The US strategy is based on the narrative that the country has been losing its industrial capabilities in high-technology to other countries, which has been leading to an erosion of its ‘industrial commons’. It also acknowledges that isolated federal policies and programmes cannot deal with the challenges of advanced manufacturing - seen as key to create ‘sticky’ activities that are not easily copied by other countries. The strategic plan thus claims to incorporate intensive engagement from participants of industry, labour, academia, and government at the national, state, and local level. In addition, a central principle of this strategy is a cohesive approach towards research, development, and application of technologies. Despite these bold claims, the instruments proposed are traditional financial instruments, such as funding for R&D, SMEs and start-ups, less-developed regions, and workforce training and skills development; non-financial instruments, such as the creation of research centres, training and skills development programmes, and standards and measurements reforms; and a few public procurement policies. What stands out as original in this strategy is undoubtedly the Manufacturing USA initiative.

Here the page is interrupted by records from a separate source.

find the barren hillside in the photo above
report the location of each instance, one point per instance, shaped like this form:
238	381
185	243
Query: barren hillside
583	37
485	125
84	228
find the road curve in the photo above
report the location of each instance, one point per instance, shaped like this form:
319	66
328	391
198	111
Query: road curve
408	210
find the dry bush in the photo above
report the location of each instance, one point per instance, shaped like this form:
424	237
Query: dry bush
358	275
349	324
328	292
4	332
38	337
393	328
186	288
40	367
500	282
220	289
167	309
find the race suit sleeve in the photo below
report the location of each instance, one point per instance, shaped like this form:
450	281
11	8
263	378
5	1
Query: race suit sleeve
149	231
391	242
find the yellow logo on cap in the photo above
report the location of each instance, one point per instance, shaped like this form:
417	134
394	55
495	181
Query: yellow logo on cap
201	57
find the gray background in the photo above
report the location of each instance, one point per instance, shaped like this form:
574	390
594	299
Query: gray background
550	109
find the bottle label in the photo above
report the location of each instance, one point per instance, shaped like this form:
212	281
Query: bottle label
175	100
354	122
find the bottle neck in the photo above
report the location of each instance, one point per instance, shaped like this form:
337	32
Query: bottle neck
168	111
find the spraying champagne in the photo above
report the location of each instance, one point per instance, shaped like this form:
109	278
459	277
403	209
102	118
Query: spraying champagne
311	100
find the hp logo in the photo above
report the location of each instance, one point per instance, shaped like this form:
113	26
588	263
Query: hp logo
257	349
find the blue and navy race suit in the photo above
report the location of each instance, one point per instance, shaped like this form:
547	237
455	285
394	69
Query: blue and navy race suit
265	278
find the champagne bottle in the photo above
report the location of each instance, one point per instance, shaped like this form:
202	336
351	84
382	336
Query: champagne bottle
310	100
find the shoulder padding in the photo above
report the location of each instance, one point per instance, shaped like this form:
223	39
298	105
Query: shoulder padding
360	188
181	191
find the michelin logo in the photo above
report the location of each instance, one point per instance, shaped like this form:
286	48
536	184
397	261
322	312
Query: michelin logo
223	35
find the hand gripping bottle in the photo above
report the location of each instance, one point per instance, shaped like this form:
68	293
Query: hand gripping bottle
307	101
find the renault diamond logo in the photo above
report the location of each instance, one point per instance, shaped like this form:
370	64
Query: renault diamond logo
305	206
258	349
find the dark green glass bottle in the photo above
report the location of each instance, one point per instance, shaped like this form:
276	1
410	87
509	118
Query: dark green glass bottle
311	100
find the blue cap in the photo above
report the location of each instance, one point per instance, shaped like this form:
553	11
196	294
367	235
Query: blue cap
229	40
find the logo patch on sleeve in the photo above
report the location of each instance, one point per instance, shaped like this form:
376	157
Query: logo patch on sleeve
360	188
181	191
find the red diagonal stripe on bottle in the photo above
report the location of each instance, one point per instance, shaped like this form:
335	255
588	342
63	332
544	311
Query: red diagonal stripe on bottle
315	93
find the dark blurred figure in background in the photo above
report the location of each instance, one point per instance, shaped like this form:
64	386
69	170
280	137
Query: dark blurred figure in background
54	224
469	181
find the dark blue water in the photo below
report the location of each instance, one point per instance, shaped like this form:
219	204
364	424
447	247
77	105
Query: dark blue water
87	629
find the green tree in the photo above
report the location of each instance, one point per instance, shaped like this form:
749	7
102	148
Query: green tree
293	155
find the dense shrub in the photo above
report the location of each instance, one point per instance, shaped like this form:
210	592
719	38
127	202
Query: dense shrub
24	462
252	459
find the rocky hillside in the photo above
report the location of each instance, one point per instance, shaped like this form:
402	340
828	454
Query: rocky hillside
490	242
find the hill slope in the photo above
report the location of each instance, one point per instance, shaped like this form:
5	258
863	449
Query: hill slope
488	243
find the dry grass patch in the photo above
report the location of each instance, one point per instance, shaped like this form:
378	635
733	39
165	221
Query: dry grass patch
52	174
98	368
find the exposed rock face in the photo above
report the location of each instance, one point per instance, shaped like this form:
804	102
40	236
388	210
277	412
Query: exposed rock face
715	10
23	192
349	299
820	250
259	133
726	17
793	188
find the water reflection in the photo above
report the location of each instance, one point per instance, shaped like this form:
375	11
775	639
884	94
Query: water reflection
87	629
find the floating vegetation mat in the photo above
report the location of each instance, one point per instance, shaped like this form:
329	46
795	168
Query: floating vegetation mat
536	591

This is a network of 14 public-private advanced manufacturing institutes, each with a specific technology focus, open to collaboration with firms (especially SMEs), academia and government. They have demonstration facilities and function as a focus-point for capability building and workforce training for cutting-edge technologies.

Table 6 sums up the characteristics of the AMP policies in greater detail.

TABLE 6
United States: policy narrative, structure, and instruments

5. Analysis

5.1 Narratives

Common issues can be found underpinning all the policy plans analysed. The main one is that all policies were justified by the recognition of the ongoing technological transformations (emergence of potentially ‘disruptive’ innovations), and the need to act in order to seize the opportunities and face the challenges brought by them. Another one is the emphasis on the stronger international competition, mentioned mainly in the German, US, and Chinese policies. Additionally, the tackling of societal challenges (such as climate change, ageing of the population, urban mobility, disruptive changes brought by digitalization, etc.) is also present in the policy narratives of Germany, Japan, and the UK. In the case of China and the US, geopolitical motives are used as justifications for developing and implementing a new industrial policy plan. Lastly, a common justification in all policy plans is the need for a more integrated view of innovation, both in terms of a deeper cooperation between different actors, institutions and fields of knowledge, and in terms of the different stages of the innovation chain (basic research, applied research, development, scale-up, and commercialization). This seems related to the ongoing technological convergence/ ‘fusion’ aspect of advanced manufacturing technologies.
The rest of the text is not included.